Who’s watching the watchers?
It’s a question that has preoccupied conspiracy theorists and flummoxed polities for centuries. It seems to come up regularly in the world of corporate governance, too, when assessing Wall Street gatekeepers who play a role in ensuring companies play by the rules. U.S. regulators are signaling they have renewed concerns about the independence of auditors, one of the most important groups within this class of professionals.
Questions about the independence of auditing firms have dogged the industry since the financial scandals of the early 2000s. The economic turmoil wrought by accounting fraud at companies like Enron and WorldCom offered ample reason to believe the sector’s biggest brands had failed to build adequate firewalls between audit departments and other services, such as consulting and tax planning. Such conflicts of interest played a key role in the birth of the Sarbanes-Oxley Act of 2002, legislation that laid out significant corporate-governance reforms and included standards for maintaining auditor independence.
Twenty years later, we’ve ended up back where we started. According to The New York Times, regulators are putting the screws to the so-called Big Four firms – Deloitte, EY, KPMG and PwC – over the same conflicts of interests that supposedly helped spark the accounting scandals of the 2000s. Times reporter Jesse Drucker earlier this month published a lengthy expose of one such arrangement involving EY and drug manufacturer Perrigo. Long story short, after EY came up with a plan to help Perrigo dodge approximately $100 million in federal taxes, the drugmaker’s auditors at accounting firm BDO objected to the plan. Perrigo cut ties with BDO and gave its audit work to – you guessed it – EY, which signed off on the tax shelter. The Internal Revenue Service now claims the strategy is abusive.
Concerns raised by these troublesome relationships might explain Securities and Exchange Commission Acting Chief Accountant Paul Munter’s recent statement regarding auditor independence and ethics in the accounting profession. Munter said SEC staff members had observed “loosening attitudes” toward auditor independence, including a growing view of the agency’s auditor independence rule as “as a mere checklist of prohibitions” without regard for the spirit of the law.

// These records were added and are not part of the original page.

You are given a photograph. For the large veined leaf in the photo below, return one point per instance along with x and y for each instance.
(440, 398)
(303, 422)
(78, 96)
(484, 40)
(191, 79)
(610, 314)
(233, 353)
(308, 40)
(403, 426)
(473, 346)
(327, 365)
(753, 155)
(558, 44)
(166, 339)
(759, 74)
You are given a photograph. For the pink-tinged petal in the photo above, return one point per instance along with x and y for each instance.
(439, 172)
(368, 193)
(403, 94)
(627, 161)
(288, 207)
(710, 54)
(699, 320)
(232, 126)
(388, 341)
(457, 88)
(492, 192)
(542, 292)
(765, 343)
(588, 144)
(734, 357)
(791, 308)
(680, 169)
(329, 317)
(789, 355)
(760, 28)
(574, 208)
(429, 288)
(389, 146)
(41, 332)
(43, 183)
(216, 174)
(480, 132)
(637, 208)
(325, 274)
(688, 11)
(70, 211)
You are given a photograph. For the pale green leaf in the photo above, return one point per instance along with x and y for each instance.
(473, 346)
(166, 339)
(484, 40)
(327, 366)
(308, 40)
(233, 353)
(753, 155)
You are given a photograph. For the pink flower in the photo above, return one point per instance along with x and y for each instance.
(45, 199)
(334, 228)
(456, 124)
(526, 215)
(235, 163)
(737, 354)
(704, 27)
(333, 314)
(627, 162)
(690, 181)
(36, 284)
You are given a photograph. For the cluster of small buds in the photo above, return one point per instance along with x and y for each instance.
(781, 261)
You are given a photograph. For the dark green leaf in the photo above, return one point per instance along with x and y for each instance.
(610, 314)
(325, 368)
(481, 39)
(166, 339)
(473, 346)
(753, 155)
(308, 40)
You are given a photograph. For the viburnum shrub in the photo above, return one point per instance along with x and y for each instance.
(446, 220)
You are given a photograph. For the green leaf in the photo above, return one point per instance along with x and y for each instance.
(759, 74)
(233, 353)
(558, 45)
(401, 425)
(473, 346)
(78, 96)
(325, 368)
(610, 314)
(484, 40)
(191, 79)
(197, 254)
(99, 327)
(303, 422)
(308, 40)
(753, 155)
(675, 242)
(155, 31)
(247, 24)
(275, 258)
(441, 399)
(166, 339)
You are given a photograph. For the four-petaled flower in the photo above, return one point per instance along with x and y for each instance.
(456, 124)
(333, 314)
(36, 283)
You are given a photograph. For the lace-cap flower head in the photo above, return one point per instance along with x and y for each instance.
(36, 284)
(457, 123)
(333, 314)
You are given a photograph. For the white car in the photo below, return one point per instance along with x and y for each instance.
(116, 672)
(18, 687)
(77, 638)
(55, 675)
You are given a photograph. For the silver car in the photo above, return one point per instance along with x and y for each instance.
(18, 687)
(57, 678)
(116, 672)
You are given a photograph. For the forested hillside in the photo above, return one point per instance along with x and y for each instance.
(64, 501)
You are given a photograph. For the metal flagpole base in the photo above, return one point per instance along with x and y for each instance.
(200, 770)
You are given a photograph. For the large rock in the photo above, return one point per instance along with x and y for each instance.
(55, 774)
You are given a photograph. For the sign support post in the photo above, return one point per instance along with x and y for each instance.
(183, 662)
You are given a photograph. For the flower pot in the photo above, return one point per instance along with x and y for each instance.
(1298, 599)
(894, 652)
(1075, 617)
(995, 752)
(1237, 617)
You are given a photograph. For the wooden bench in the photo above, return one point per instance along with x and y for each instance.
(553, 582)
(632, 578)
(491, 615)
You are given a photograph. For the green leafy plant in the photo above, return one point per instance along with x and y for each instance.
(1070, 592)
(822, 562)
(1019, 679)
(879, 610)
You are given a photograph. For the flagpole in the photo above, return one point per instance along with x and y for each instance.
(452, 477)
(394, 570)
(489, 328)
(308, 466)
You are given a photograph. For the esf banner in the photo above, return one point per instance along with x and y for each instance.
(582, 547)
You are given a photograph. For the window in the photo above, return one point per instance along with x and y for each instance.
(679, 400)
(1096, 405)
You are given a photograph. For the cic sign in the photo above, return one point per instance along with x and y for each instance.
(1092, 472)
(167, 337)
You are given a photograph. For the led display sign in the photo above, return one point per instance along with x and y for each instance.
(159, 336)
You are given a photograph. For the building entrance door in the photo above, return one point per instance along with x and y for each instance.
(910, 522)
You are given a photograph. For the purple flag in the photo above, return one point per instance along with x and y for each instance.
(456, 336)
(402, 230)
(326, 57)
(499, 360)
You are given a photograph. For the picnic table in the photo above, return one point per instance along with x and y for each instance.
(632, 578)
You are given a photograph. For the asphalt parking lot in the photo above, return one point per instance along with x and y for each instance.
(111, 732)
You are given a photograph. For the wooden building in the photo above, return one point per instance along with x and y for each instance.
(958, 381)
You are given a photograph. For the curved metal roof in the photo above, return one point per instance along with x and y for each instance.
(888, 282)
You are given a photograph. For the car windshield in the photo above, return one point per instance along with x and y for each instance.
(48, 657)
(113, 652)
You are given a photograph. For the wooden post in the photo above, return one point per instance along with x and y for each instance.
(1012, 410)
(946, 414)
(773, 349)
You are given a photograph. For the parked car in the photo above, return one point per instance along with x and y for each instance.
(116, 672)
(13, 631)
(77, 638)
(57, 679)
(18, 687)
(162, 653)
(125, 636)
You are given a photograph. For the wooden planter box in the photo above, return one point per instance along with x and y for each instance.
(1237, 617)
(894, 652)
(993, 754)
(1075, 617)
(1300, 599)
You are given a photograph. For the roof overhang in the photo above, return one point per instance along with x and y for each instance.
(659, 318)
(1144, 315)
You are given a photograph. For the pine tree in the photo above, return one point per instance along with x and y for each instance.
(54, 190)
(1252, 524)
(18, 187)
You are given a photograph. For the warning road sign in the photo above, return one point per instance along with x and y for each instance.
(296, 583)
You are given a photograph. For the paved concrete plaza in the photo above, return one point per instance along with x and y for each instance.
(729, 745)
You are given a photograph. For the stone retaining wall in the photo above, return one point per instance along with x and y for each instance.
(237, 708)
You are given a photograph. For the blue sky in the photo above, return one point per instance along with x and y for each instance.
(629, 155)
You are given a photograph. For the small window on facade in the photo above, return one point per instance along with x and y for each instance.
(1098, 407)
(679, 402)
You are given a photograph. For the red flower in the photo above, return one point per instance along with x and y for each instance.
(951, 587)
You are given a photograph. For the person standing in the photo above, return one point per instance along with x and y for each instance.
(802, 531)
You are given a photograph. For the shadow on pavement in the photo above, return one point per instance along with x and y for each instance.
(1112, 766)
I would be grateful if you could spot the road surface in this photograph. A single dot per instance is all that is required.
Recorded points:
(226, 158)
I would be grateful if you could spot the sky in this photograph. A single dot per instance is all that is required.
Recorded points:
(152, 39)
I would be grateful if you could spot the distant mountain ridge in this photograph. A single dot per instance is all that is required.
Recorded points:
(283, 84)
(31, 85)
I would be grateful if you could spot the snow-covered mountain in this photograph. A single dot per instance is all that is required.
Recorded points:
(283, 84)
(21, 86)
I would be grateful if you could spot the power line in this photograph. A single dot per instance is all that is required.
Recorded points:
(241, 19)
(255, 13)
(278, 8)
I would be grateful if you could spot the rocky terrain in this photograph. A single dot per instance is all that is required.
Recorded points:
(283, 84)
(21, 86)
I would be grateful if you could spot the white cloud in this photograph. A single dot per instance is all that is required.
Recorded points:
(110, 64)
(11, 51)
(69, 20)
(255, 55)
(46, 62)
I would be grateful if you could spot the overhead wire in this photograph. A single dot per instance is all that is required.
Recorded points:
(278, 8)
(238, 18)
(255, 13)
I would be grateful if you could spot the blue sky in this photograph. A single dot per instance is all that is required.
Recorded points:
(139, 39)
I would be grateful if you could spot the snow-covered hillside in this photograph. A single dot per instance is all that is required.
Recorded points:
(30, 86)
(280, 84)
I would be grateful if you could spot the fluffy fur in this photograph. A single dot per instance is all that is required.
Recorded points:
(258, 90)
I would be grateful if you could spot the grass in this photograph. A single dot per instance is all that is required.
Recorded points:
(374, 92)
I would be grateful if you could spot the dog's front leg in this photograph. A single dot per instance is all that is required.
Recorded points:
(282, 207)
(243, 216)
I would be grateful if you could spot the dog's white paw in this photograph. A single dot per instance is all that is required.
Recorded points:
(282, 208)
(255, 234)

Munter added that the breadth of non-audit services some firms are providing to audit clients “would make it difficult for a reasonable investor to conclude that the accountant could exercise objective and impartial judgment in its audit.”
Munter released a similar statement in October that delved into the importance of independent audits in creating useful financial statements for the investing public. Munter notably observed that aside from presenting a better picture of a publicly traded company’s performance and financial position, research indicates independent auditors can reveal “important insights about the company.”
In other words, independent audits are about more than just giving investors peace of mind about companies’ financial statements. They also provide opportunities for companies to identify their own blind spots. Issuers should take the SEC’s advice for their own good.